出版は掛け替えのない産業と思うし、本を売りたい気持ちもわかりたいと思う。しかし怪しいブロガーや起業家に書かせた安い本からヘイト本まで、売れそうとみるや恥も外聞もなく売りにかかる姿勢は堕落そのものである。
話題先行であったり、明らかに広告が優位な出版物とは距離をおきたい。あらゆる新刊はプロモーションを伴うとして、新刊は一切買わない、と割り切ってしまうことにする。
時間の審判に耐えた書籍だけを読む。そして読むと決めたものについては精読する。1年で10冊も読めればそれでいいと思う。その体験をどれだけ豊かにできるかは読み手の僕自身にかかっているというだけの話である。
新しい技術に目を奪われない
トレンドは次々にやってくる。しかしそれらの宣伝をみても、正しく意義を理解できないことの方が多い。どんなパラダイムに属していて、どんな課題を解消する技術なのかがうまく飲み込めない。
よくわからないまま踊り始めることを悪くは言わない。現に僕自身、そうして学んできたところは大きい。しかしいくらか成長してみて、踊っているつもりが実は踊らされているだけだったと知るのはあまり嬉しくない。

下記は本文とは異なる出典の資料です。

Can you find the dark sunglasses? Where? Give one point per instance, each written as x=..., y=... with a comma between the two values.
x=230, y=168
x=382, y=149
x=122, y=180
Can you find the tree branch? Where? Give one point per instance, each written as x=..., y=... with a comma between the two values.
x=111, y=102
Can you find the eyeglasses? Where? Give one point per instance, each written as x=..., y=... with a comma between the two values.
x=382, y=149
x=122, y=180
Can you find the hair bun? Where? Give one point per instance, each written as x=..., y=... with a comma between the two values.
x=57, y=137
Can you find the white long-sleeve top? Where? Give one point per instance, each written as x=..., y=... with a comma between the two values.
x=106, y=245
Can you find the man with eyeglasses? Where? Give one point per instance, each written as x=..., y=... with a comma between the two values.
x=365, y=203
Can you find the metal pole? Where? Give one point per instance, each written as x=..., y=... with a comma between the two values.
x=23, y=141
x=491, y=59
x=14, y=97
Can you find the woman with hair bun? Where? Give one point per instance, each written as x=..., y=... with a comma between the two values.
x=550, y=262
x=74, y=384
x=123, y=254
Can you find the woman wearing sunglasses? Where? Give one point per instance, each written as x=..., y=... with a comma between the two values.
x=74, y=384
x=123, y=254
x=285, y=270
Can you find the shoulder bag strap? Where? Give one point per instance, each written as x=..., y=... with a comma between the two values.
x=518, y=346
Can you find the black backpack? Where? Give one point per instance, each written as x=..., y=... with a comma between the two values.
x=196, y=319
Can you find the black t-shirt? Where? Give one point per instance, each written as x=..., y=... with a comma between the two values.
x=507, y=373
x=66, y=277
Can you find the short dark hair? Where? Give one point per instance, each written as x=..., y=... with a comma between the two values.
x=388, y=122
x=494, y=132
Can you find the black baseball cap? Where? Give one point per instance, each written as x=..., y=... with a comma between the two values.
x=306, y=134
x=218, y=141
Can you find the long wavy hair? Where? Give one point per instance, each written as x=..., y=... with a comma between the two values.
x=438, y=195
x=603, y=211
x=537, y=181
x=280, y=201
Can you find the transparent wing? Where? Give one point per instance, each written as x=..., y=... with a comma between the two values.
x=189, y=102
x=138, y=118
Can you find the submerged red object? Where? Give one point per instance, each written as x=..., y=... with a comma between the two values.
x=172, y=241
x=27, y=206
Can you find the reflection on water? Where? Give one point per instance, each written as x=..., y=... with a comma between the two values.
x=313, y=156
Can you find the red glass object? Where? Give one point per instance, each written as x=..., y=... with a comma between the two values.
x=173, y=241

まずは枯れたパラダイムを明晰に理解することが必要だ。 teachyourselfcs.com がよいコンパスとなる。その上で、乗るべきハイプを見極めて踊ることも必要だ。踊る人々を見て、単に冷笑して見せるだけというのは醜い。ある技術にベットするのは、張り間違えたとしてもそれが掛け替えのない学びとなるのであれば、そう悪くない。ギャンブルに見立てるならば、早いフェーズで乗るかそるかを決めてしまい、引くに引けなくなるのが最悪だということだけ注意を払っておけばよい。
食事中にビデオをみない
一人で食事をするときに、 Netflix なり YouTube なりを再生しながら食事するのをやめること。これは単純な悪癖であるが、あまりに常態化してしまっている。「ながら食べ」は行儀が悪いと自分自身をしつけ直す。実際、そこまで慌てて消費なければならないコンテンツなどない。

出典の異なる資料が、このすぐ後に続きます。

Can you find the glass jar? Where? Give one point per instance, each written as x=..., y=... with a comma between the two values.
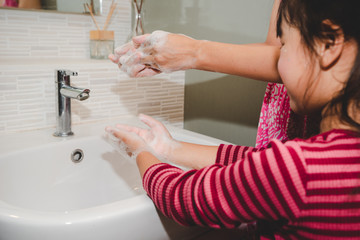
x=101, y=44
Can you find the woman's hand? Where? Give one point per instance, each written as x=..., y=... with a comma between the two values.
x=154, y=53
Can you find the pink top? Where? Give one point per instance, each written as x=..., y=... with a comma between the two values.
x=308, y=189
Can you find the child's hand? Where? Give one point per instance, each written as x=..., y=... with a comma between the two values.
x=151, y=54
x=156, y=139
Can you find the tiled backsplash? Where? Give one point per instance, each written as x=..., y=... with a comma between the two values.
x=34, y=44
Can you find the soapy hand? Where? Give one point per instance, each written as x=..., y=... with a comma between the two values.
x=151, y=54
x=156, y=140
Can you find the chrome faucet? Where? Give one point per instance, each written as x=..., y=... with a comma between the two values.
x=63, y=94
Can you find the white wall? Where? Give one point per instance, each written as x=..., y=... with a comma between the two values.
x=219, y=105
x=34, y=44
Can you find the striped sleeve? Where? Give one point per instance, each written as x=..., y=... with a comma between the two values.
x=226, y=155
x=262, y=185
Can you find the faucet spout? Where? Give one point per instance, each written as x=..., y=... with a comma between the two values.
x=64, y=93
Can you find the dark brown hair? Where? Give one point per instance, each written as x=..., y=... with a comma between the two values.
x=308, y=17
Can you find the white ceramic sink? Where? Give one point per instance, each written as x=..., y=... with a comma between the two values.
x=45, y=195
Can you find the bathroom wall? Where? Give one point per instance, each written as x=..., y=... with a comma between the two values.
x=35, y=43
x=219, y=105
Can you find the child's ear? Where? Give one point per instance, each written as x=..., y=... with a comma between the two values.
x=330, y=48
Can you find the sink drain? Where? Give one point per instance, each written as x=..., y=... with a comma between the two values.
x=77, y=155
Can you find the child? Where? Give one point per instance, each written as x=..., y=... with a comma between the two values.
x=158, y=52
x=299, y=189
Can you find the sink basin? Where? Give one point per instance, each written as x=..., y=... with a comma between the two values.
x=46, y=195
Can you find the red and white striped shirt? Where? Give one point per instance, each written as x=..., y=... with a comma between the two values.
x=311, y=187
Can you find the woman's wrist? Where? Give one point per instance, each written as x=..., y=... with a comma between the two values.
x=145, y=160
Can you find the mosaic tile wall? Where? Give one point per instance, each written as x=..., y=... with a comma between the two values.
x=34, y=44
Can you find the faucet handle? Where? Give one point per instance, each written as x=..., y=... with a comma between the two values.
x=68, y=72
x=63, y=75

いっそ、これら動画プラットフォームと縁を切られれば人生の充実度は確実に高められるだろう。「YouTube は今後一切みないことにして、余暇には読書しかしない!」という目標を立てるのもよい。ただこうした抑圧は揺り戻しを伴うから、あえてそうまではしない。まずは最低限、食事中のマナーを正しくする。それができたら、段階的に引き締めていく。